While it’s true that you can override most symbols to do just about anything you want, it’s good to think about what associations users might intuitively make between any given symbol, and the context of your class. Ask yourself these kinds of questions when figuring out actions to associate with different symbols:
What kinds of comparisons might users want to make between instances of this class? Implement those comparisons using the operators
>
,<
,>=
,<=
, and==
.What might it mean to combine instances of this class? Consider implementing that by overriding methods like
__add__()
.What do these symbols already mean in the context you’re working in? If a symbol has a context-specific meaning that users are already familiar with, consider implementing that behavior by overriding any of the methods discussed here.
If you do this thoughtfully you can develop a clean, intuitive interface for users when they’re working with instances of the classes you write.
For a thorough understanding of all the available methods you can override when writing your own classes, take a moment to skim through the entire Data model documentation page.
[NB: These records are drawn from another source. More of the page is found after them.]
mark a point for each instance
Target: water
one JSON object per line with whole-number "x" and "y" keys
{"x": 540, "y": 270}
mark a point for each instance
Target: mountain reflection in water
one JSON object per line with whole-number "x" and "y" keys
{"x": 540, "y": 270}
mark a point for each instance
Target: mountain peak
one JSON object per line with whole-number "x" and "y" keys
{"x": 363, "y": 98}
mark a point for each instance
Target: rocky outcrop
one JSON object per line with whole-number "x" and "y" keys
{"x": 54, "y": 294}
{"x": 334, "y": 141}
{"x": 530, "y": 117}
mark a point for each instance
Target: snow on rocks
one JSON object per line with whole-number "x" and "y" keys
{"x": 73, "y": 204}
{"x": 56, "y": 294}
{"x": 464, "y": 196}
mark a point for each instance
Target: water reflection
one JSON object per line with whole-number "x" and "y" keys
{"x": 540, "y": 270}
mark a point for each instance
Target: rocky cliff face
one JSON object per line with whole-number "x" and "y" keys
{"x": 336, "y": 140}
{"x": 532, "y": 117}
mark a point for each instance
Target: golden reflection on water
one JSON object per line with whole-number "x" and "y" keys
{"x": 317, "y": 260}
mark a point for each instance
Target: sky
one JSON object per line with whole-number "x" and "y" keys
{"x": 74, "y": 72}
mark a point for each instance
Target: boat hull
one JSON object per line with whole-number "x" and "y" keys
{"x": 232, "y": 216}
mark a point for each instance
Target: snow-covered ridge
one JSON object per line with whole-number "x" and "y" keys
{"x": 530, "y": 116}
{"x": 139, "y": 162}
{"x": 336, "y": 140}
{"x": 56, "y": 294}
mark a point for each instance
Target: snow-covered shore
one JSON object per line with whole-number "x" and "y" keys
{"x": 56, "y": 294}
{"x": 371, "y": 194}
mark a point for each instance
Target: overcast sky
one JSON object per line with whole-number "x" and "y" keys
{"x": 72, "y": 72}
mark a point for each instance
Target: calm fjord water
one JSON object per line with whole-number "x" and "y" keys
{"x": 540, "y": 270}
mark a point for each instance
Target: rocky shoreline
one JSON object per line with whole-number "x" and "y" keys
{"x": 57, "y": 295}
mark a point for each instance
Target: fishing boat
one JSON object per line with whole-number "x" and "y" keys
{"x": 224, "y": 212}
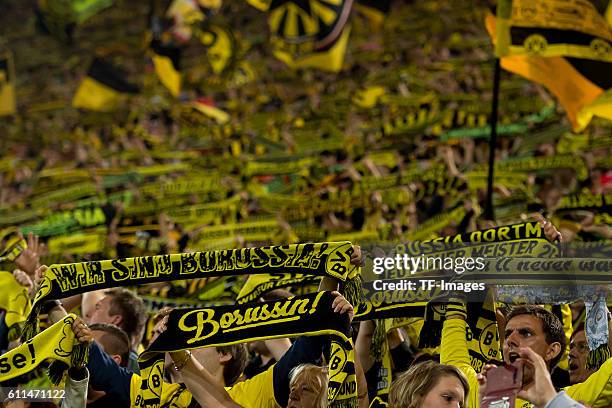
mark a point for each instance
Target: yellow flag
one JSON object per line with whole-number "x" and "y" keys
{"x": 310, "y": 33}
{"x": 577, "y": 83}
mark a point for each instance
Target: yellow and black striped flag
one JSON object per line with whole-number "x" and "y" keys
{"x": 7, "y": 85}
{"x": 312, "y": 33}
{"x": 166, "y": 60}
{"x": 563, "y": 45}
{"x": 103, "y": 87}
{"x": 374, "y": 10}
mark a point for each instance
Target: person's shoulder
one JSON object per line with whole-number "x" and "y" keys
{"x": 256, "y": 392}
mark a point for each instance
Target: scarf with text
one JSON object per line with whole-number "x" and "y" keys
{"x": 55, "y": 343}
{"x": 15, "y": 301}
{"x": 309, "y": 315}
{"x": 322, "y": 259}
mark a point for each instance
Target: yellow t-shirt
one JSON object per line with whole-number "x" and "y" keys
{"x": 256, "y": 392}
{"x": 173, "y": 395}
{"x": 596, "y": 391}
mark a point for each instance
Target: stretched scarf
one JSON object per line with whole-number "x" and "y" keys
{"x": 15, "y": 301}
{"x": 322, "y": 259}
{"x": 309, "y": 315}
{"x": 258, "y": 285}
{"x": 57, "y": 343}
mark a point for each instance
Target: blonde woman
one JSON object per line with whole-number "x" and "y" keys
{"x": 429, "y": 385}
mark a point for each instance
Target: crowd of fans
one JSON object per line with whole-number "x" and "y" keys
{"x": 303, "y": 157}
You certainly don’t need to read all of it, but skimming the entire page will help you know what’s possible when implementing new behaviors in a class, or cleaning up the syntax for working with existing classes.
Resources
You can find the code files from this post in the mostly_python GitHub repository.
You can tell which actions are methods and which are functions by how they’re invoked. For example converting a string to uppercase is implemented by a method, because we use the dot notation when making the conversion:
>>> greeting = "hello"
>>> greeting.upper()
'HELLO'
Determining the length of a string is implemented by a function, because we call it without attaching the function name to an object:
>>> len(greeting)
5
There’s also __mod__()
, which returns the remainder of a division operation. The method __divmod__()
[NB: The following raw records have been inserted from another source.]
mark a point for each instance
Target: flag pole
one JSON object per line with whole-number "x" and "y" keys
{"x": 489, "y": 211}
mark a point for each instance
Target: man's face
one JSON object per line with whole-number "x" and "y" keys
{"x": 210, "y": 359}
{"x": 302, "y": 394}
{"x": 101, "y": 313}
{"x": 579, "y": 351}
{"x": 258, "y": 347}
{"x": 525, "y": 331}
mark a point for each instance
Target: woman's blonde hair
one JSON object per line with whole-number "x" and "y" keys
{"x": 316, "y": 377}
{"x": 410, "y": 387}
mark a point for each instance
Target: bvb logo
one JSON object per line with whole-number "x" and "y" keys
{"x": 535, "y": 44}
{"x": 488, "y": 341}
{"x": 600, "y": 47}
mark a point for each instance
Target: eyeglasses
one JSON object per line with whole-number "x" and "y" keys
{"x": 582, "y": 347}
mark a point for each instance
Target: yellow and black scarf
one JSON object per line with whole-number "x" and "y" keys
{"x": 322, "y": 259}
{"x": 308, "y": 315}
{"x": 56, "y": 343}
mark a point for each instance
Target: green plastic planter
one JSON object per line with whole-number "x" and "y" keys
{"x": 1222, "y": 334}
returns the quotient and remainder of a division operation.
Here’s what this same code used to look like, before pathlib
was developed:
import os
projects_root = "/Users/eric/projects"
mp_dir = os.path.join(projects_root, "mostly_python")
dsd_dir = os.path.join(projects_root, "django-simple-deploy")
This worked, but it was much less readable than the syntax that pathlib
introduced.
Also, Windows users may be annoyed to use a Linux and macOS convention. But the backslash has long been used as an escape character, which often causes problems when working with strings and paths.
If you’re a Windows user, you should still use forward slashes to write paths in your Python code. pathlib
will convert these to backslashes appropriately when your code is executed. This is one of the abstractions that makes Python a cross-platform language.